Did the president get off scot-free? Hardly. He paid a huge political price in the moment.

The U.S. Senate put him on trial. Senators acquitted him. Thus, the president was allowed to serve out the remainder of his second term in office.

Yes, there were other allegations. Clinton did settle with one of the accusers. He was stripped of his law license in Arkansas.

There’s no doubt that the former president has reclaimed his political standing. Time does have a way of putting some matters into different contexts.

However, the notion that Bill Clinton did not pay a price for his misbehavior is a canard those who still despise him are using to divert attention from the issue of the moment, which involves the conduct of the current crop of high-powered men.

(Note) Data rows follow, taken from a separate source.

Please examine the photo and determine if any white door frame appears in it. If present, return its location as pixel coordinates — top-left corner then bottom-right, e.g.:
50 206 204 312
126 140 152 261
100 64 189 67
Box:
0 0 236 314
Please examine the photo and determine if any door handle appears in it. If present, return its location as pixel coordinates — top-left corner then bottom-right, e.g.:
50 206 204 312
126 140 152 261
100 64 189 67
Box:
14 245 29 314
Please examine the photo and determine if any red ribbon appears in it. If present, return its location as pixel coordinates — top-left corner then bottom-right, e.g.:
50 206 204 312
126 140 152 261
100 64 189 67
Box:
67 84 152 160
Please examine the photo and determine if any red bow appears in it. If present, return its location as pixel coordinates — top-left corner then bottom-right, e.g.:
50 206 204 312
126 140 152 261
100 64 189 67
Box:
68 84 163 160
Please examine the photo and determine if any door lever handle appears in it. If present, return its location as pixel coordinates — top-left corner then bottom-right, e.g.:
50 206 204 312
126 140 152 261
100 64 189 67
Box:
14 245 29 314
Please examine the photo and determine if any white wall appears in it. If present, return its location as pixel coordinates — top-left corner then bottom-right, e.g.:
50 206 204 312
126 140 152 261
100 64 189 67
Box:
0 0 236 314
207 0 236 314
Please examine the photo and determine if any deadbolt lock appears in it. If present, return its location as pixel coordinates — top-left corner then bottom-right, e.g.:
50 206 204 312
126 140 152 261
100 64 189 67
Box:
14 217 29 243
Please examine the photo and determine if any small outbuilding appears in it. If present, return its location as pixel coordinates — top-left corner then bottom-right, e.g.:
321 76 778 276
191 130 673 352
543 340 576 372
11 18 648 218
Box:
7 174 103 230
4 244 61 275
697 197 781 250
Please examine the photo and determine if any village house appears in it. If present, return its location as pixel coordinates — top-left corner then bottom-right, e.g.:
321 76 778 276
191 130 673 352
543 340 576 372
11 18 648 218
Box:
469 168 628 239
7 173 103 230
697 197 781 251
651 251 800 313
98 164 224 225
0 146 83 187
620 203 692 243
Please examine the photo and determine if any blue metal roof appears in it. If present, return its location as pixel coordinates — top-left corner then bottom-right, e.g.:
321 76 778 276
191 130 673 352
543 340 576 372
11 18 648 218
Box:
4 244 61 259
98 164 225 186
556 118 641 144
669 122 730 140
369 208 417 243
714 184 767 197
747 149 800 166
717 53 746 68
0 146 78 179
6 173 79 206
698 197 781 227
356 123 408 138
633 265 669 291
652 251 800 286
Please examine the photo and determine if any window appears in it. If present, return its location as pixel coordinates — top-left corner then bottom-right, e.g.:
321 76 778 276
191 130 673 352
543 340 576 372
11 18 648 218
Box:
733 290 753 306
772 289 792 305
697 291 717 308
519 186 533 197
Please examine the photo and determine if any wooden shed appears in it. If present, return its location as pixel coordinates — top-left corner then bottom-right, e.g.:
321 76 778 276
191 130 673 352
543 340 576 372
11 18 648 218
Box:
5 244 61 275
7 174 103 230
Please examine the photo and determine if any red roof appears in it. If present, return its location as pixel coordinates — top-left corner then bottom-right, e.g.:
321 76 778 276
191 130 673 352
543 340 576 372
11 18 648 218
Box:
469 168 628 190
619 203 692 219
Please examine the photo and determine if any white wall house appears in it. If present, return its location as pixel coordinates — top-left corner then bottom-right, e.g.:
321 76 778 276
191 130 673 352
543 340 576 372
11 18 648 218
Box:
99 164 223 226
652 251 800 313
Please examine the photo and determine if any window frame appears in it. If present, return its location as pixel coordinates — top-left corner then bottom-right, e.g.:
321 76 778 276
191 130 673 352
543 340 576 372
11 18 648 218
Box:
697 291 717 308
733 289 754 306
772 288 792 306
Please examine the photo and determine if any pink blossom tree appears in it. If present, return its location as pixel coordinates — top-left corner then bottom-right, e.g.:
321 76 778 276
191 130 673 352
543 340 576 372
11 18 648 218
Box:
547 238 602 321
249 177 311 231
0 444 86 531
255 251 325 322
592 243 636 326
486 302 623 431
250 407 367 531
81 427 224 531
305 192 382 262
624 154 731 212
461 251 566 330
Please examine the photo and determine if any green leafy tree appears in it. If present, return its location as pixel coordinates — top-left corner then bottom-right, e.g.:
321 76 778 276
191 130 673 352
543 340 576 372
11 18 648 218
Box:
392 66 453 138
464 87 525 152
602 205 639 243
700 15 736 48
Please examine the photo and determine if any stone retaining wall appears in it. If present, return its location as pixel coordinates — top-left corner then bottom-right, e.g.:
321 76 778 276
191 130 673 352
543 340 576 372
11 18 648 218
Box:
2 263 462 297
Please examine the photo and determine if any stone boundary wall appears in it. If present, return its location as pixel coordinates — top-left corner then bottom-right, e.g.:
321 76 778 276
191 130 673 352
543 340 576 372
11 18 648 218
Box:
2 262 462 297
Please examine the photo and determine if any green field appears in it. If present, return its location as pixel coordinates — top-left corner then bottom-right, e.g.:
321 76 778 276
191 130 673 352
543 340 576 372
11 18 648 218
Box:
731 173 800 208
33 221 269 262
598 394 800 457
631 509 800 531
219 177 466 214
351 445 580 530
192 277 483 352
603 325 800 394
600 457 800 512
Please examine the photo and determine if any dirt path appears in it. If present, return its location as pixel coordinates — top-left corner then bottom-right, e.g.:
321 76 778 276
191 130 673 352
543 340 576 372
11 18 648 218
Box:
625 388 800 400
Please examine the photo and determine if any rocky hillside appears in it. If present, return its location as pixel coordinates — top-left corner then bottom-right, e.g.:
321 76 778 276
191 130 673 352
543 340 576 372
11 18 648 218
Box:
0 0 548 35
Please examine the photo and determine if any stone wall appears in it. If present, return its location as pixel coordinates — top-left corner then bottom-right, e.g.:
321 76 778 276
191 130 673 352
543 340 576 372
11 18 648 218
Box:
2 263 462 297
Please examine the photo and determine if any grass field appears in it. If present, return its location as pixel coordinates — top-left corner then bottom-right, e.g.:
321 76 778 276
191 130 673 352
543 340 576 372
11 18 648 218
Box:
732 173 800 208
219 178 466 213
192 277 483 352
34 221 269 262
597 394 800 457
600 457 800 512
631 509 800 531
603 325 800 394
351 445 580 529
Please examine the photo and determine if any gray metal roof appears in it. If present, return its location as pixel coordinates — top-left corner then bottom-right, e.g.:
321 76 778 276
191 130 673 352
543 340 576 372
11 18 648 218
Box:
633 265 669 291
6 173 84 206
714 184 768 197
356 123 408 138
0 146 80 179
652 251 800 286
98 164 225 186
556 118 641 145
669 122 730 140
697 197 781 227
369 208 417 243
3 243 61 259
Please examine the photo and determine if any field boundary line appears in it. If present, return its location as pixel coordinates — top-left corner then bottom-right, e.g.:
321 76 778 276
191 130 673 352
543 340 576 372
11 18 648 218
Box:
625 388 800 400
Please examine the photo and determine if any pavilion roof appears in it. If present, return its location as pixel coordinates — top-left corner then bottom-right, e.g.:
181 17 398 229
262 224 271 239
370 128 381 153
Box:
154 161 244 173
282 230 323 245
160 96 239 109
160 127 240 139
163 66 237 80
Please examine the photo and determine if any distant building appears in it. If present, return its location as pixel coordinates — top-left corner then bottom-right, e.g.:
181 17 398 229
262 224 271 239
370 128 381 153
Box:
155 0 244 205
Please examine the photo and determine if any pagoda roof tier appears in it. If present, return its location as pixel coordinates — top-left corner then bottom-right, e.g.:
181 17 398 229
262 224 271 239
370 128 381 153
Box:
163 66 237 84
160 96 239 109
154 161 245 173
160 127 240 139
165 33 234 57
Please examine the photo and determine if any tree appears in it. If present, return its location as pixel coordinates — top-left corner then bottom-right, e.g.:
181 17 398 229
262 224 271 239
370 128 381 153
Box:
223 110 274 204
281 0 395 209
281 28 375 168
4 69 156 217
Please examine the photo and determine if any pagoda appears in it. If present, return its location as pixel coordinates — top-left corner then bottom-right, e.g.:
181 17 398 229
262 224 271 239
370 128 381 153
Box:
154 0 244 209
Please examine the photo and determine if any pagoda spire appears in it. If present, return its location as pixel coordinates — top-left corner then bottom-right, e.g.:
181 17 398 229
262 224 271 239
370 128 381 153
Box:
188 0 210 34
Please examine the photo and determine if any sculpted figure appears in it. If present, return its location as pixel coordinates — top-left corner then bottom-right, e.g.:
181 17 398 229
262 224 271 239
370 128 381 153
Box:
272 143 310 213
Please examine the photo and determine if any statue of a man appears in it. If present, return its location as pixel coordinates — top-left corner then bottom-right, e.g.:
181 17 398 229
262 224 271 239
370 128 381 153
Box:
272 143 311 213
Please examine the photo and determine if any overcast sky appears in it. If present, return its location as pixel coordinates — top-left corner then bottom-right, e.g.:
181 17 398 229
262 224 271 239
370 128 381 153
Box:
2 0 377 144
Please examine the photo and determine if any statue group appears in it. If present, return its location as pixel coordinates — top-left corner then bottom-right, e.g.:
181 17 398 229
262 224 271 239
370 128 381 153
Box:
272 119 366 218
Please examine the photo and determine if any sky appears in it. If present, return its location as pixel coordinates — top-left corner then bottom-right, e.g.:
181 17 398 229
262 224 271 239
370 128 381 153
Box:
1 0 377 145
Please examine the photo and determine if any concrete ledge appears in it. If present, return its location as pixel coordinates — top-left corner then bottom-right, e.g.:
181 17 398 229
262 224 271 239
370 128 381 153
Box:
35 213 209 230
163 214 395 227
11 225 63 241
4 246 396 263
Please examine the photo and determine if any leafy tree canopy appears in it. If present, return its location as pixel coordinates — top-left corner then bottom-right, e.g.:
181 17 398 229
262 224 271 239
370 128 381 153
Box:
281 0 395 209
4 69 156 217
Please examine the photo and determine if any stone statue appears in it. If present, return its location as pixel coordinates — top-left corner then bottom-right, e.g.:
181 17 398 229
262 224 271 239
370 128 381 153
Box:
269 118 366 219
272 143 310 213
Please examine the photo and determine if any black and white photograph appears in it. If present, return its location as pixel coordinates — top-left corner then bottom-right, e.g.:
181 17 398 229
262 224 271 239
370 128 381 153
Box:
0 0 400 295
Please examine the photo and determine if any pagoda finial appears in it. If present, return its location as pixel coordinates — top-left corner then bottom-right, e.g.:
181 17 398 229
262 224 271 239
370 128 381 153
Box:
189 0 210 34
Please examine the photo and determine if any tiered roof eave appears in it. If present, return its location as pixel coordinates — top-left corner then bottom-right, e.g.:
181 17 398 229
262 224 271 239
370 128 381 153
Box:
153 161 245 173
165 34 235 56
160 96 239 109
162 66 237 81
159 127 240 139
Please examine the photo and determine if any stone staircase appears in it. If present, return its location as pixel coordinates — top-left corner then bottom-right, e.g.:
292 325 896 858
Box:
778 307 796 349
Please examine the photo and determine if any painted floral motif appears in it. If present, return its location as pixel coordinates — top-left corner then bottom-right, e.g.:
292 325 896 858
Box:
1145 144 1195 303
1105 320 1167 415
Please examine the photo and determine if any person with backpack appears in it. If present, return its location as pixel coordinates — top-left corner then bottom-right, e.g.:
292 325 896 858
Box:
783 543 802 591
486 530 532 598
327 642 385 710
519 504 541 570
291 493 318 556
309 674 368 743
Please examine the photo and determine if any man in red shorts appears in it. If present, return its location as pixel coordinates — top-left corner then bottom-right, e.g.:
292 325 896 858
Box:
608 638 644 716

Kenneth Starr: The King of Irony

Leave it to Kenneth Starr to make one of the more ironic declarations about the unfolding investigation into Donald J. Trump’s alleged involvement with Russian election hackers.

Starr has cautioned special counsel Robert Mueller to avoid going onto a “fishing expedition” in his search for the truth behind whether Trump’s presidential campaign had any improper dealings with Russians seeking to meddle in our 2016 election.

Mueller needs to keep his mission focused, Starr said. He shouldn’t allow it to wander onto unplowed ground.

Well now. How does one respond to that?

Let’s try this.

Kenneth Starr became a master judicial fisherman in the 1990s when he was selected as special counsel to investigate a real estate deal called Whitewater involving President and Mrs. Clinton. He came up with nothing there. Then he sauntered off into a sexual harassment charge leveled against the president by Paula Jones. Then he found something else, which was a relationship the president was having with a White House intern.

Real estate deal leads to sexual harassment, which then leads to a sexual relationship. Impeachment followed all of that.

Is the current special counsel headed down the same path? I haven’t a clue.

Kenneth Starr, though, proved to us all that these investigations can hit pay dirt even as they wander hither and yon.

The comic aspect of this whole discussion is that someone such as Starr would issue a word of caution for one of his legal descendants about a “fishing expedition.”